About 3,000 jobs will be eliminated through voluntary retirements. The Osaka-based company plans to book around 30 billion yen as retirement-related expenses for fiscal 2015.
Amid a slump in the liquid crystal display business, Sharp rolled out a similar job-cutting scheme in late 2012. Including those with group companies, 2,960 employees left at the time.
Sharp management notified its main banks, Mizuho Bank and Bank of Tokyo-Mitsubishi UFJ, of its decision to let go some employees. The company is seeking financial support from them. The Sharp group as a whole employed around 24,000 in Japan as of the end of December.
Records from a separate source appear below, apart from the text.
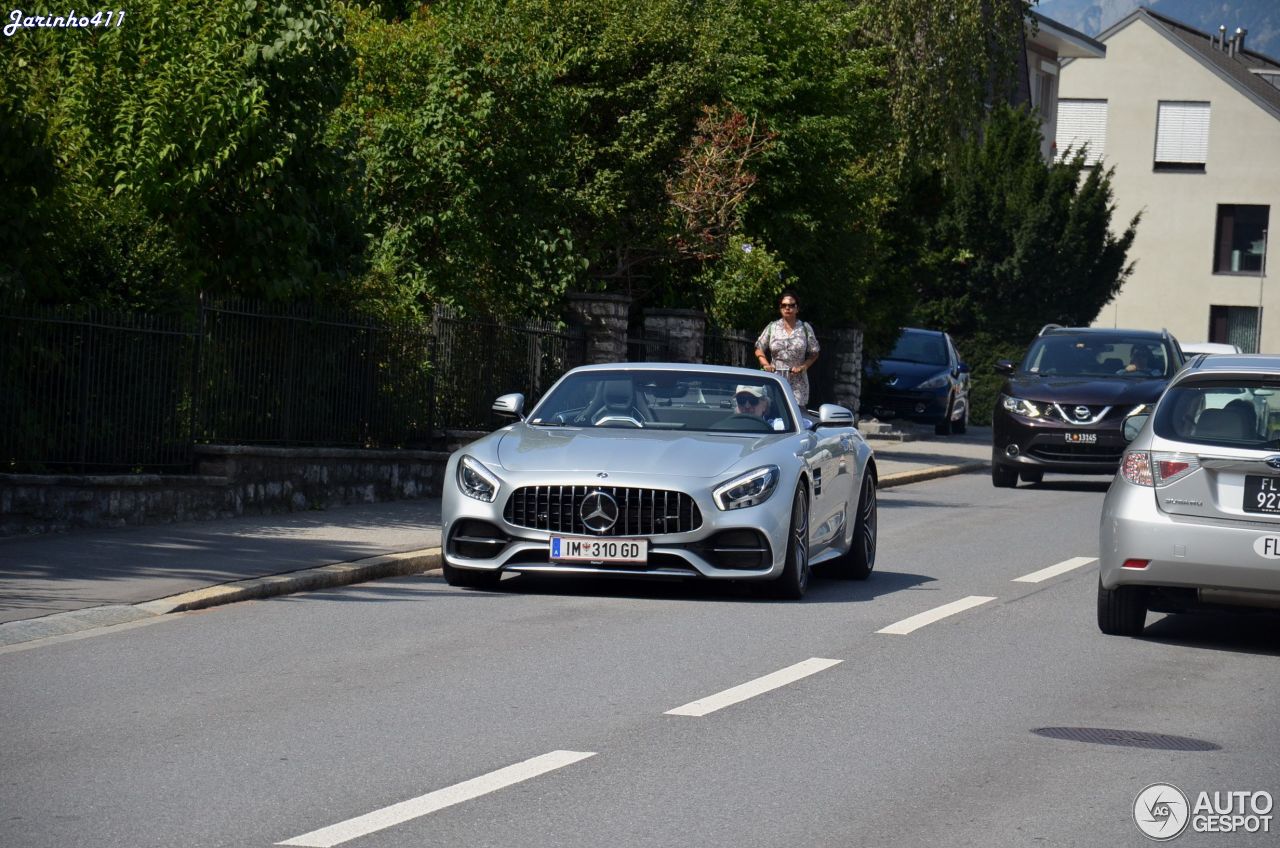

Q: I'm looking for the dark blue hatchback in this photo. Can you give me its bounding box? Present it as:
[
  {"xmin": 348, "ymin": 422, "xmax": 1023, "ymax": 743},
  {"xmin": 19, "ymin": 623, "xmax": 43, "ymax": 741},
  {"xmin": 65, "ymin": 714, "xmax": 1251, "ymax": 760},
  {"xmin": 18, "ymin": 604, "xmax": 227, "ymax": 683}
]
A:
[{"xmin": 860, "ymin": 327, "xmax": 969, "ymax": 436}]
The company plans to re-engineer operations in unprofitable businesses, at home and abroad. The television business in North America could be on the chopping block. Management apparently concluded that cutting jobs is an unavoidable step toward reforming the company's high-cost culture.
Job cuts at overseas operations also are on the drawing board. Just over 2,000 jobs, mostly in the Americas, could be eliminated. That is around 10% of all Sharp employees outside of Japan.
Sharp also is expected to lower the pay scale for its domestic workers in fiscal 2015, aiming to curb personnel costs. An across-the-board 1.5% cut is under consideration. Management soon will submit the proposal to labor. With these combined measures, the company hopes to slash fixed costs by 50 billion yen.
Sharp will unveil a three-year business plan through fiscal 2017 in mid-May. Restructuring of unprofitable units, including televisions and electronic components, will be spelled out there. The capital ratio stood at 10.8% at the end of December but likely will drop sharply due to net losses for the current fiscal year.